As for the unlock screen problem - you did something wrong, but I am not sure what. You should be able to get back to the original session with CTRL-ALT-F7, or to the new one with CTRL-ALT-F8.

Thanks!
got it, I’ll create separate thread for each problem next time

nrickert,
Thank you for detailed answer!
I’ve done as you proposed for swap. The result is - success. Now the system is not asking for swap password during boot.
Have I got this right that drawback from this solution is that hibernate will not be working (I mean resume from hibernate)?

As for unlock screen problem - I tried few more times and found out that actually my original session was terminated when I tried to unlock the screen.
The following message appeared in Ctrl+Alt+F10 console: “linux-v6cu kdm[1557]: X server for display :0 terminated unexpectedly”
Do you know what it might be or how can I get more information regarding the error?

Yes, that’s correct. Resume from hibernate won’t work.

I’m pretty sure that resume from hibernate would not have worked the way you originally set it up. When I had a system setup that way, the check for hybernation data was done before the decryption of swap.

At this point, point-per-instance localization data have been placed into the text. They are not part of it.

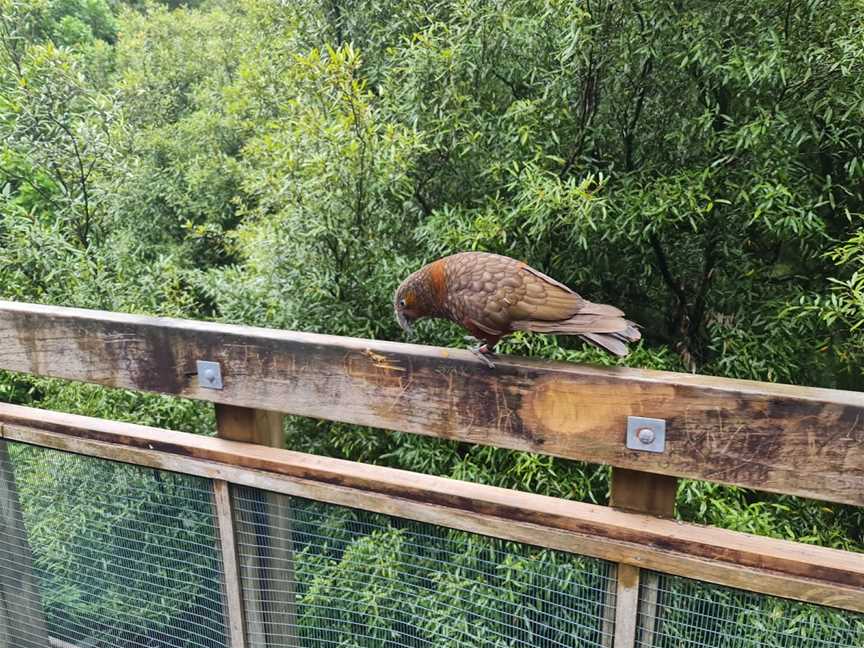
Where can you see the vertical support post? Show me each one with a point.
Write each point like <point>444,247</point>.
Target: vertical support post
<point>652,494</point>
<point>270,614</point>
<point>21,616</point>
<point>234,600</point>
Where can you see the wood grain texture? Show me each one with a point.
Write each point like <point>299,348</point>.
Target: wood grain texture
<point>21,617</point>
<point>765,565</point>
<point>271,610</point>
<point>651,494</point>
<point>230,566</point>
<point>779,438</point>
<point>626,606</point>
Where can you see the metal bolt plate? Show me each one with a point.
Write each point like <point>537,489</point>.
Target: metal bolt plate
<point>647,435</point>
<point>209,374</point>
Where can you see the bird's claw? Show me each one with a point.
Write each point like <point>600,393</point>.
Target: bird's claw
<point>482,351</point>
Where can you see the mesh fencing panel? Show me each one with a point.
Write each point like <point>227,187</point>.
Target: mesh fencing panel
<point>96,553</point>
<point>367,580</point>
<point>692,614</point>
<point>123,556</point>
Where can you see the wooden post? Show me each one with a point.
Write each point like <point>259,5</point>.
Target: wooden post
<point>640,492</point>
<point>21,617</point>
<point>233,587</point>
<point>270,614</point>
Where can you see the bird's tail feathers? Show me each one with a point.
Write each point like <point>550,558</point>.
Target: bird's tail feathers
<point>601,325</point>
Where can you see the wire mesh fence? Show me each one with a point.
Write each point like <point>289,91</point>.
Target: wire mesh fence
<point>690,614</point>
<point>106,554</point>
<point>122,556</point>
<point>370,580</point>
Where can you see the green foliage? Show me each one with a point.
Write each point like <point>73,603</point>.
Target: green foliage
<point>286,164</point>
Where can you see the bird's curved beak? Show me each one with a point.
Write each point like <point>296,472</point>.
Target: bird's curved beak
<point>404,322</point>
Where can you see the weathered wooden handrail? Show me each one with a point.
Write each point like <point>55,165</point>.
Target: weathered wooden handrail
<point>759,564</point>
<point>780,438</point>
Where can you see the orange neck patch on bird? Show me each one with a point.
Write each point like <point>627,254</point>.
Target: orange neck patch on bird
<point>438,279</point>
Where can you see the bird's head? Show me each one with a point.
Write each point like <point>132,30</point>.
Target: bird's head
<point>407,302</point>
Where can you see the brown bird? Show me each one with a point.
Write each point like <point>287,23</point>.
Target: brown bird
<point>492,296</point>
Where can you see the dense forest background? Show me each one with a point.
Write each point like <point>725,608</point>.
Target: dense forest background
<point>285,164</point>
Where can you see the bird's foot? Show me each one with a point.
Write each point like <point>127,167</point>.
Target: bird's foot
<point>483,352</point>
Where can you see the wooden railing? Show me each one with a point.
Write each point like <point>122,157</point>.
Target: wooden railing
<point>778,438</point>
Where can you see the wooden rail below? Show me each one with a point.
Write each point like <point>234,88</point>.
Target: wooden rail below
<point>793,440</point>
<point>764,565</point>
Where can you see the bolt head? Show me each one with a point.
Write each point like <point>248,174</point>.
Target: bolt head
<point>645,435</point>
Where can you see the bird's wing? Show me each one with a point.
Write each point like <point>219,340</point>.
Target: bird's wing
<point>538,297</point>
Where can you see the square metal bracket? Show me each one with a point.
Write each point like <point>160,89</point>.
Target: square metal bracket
<point>209,374</point>
<point>646,435</point>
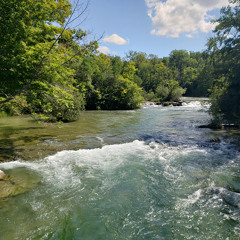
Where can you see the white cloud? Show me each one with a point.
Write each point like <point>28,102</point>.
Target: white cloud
<point>104,50</point>
<point>173,17</point>
<point>116,39</point>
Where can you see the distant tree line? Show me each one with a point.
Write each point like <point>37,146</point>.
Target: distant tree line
<point>51,71</point>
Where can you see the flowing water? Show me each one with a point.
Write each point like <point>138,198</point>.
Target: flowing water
<point>144,174</point>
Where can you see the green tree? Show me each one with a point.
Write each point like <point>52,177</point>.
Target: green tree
<point>225,49</point>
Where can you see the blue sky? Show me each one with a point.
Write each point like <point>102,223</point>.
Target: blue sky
<point>151,26</point>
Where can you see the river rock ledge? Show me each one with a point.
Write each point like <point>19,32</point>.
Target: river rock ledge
<point>13,185</point>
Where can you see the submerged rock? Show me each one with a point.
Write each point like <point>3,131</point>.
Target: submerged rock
<point>17,182</point>
<point>232,198</point>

However, in the system where I am using an encrypted LVM, the check for hybernation data is done after the LVM is decrypted, so I think that’s the best way to go if you want resume from hibernation.

Personally, I don’t like hibernation, so I disable it.

On the lock/unlock screen issue - no, sorry. I am not sure what is going on there.

My suggestion would be to start a new thread on that issue, with a thread title that indicates that it is a session unlock problem. That’s the best way of getting the attention of the people who know a lot about unlock issues.

If you do start a new thread, then add one more post to this thread that points to the new thread.

Fair enough. I think I’ll live with no hibernation till next stable release of opensuse (12.X). As 12.X released I’ll reinstall it from scratch using LVM

Also I’ve resolved lock/unlock screen issue by KDE update from 4.6.0 to 4.7.1 (I took “one click” install from kde.org to do this).